The invention is related to a method for encoding video frames containing certain types of light changes and more particularly to such a method using backward prediction.
In general, light changes in a video sequence are difficult to encode and usually lead to a degradation in subjective video quality in the resulting decoded video. This is due to a limitation of the motion compensation's ability to produce a good prediction of a frame in which a light change occurs, as only motion is generally taken into account. To solve this problem some video encoders use weighted prediction, in which a weighting factor and an offset factor are computed and applied to the motion compensated frame to improve the reference prediction frame used for encoding.
However, there are certain types of light changes that are very difficult to encode. These types of light changes start with a strong light intensity condition followed by a progressive reduction of light intensity revealing the visual content. For the reverse it starts with very low light intensity followed by a progressive increase of light intensity to reveal the visual content of the particular scene.

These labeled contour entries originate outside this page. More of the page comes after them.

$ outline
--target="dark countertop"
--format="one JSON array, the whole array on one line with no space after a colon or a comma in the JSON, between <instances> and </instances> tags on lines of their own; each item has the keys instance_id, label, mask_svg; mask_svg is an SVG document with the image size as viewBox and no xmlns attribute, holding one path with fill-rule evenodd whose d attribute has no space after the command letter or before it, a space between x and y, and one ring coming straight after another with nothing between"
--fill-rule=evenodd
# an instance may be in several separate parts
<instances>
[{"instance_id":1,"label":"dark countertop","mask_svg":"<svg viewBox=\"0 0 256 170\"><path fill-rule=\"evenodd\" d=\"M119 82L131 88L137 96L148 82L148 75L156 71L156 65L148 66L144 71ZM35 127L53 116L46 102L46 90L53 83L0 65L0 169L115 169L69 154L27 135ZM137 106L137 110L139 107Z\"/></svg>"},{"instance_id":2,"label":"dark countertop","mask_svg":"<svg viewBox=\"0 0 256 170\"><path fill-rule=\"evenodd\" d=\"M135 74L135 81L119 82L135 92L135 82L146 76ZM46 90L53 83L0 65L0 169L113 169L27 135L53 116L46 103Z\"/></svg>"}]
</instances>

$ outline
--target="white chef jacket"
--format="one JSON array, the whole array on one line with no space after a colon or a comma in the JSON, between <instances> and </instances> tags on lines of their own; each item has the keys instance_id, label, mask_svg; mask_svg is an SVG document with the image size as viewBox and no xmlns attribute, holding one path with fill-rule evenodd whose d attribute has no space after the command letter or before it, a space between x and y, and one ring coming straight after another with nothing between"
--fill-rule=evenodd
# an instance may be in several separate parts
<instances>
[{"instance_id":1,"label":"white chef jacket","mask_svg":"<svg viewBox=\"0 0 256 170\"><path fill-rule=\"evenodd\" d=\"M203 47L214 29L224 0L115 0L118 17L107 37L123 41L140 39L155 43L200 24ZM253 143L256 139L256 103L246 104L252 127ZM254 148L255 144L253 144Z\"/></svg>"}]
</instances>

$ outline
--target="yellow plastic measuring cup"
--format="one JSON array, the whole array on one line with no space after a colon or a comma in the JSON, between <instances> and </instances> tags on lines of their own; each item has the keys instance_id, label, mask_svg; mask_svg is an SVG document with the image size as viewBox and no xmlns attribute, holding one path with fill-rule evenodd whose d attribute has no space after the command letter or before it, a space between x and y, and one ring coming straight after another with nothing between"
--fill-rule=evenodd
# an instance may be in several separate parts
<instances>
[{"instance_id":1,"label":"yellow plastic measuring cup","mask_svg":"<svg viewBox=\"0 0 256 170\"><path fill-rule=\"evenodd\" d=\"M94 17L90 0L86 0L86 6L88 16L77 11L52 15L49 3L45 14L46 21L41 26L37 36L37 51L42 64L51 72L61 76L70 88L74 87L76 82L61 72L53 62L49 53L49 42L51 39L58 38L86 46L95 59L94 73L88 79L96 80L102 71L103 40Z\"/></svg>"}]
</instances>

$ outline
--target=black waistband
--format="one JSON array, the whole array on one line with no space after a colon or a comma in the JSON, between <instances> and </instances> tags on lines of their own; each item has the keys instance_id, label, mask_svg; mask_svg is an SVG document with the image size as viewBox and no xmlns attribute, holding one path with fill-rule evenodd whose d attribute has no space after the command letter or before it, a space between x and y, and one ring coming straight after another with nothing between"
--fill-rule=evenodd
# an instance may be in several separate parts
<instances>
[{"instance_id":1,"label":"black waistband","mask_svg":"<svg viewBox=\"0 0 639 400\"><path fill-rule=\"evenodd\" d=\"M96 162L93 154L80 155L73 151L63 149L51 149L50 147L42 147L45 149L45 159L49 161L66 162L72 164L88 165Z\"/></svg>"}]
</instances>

A definition encompassing both cases may be expressed using information theory concepts as self-information or entropy. In that case, a target light change might be defined as a set of frames where the amount of information content (or self-information), is progressively increased along the frames involved in the light change activity. See
The Forward Prediction coding mode in a video encoder is the default mode used for motion estimation and motion compensation. In MPEG based video standards, they are represented by P frames and they are generated by predicting from previous I or previous P frames. For TLC light changes, the use of forward prediction coding mode may produce quality artifacts in the reconstructed video. Intuitively this may be apparent, as the prediction comes from a frame with higher detail (higher information content) than the one used as the reference for the prediction. In practice, if forward prediction is applied to TLC frames, the results are either bad inter-frame prediction or in an inefficient use of Intra mode to encode these frames. Consequently, in a constant bitrate (CBR) coding scenario, the TLC frames show lower subjective quality than non-TLC frames. On the other hand, if reverse coding order is employed for TLC frames in combination with weighted prediction, more accurate prediction may be produced to encode such frames.
Attempts to cope with generic light change activities have generally been addressed with weighted prediction techniques. These attempts generally compute the weighted prediction parameters such that applying them to the motion compensated frame can effectively reduce the artifacts due to light change frames.
An encoding methodology is provided for a video encoder to encode TLC frames in order to improve the quality of the resulting decoded video. Backward prediction is applied instead of forward prediction to the frames that are detected as TLC frames. Additionally, the last detected TLC frame (in display order) is enforced to use only intra-coding modes.
A method of encoding a series of video frames is provided which comprising detecting a light change pattern in the series beginning with an extreme light frame; buffering the series of frames; selecting an end light change frame in the series, the end light change frame having more information content than the extreme light frame; and encoding frames backward from the end of light change frame to the extreme light frame. The extreme light frame can be a black or substantially black frame or a white or substantially white frame. The end light change frame can be coded by an intra-coding mode. The number of frames buffered can depends upon the size of a buffer and/or the number of frames buffered depends upon a maximum number of frames allowed in a group of pictures.
An apparatus is provided which is adapted to generate or receive a signal comprising a series of encoded video frames; encoded by detecting a light change pattern in the series beginning with an extreme light frame; selecting an end light change frame in the series, the end light change frame having more information content than the extreme light frame; and encoding the frames backward from the end of light change frame to the extreme light frame. The signal can represent digital information and can be in the form of an electromagnetic wave. The signal can be a baseband signal.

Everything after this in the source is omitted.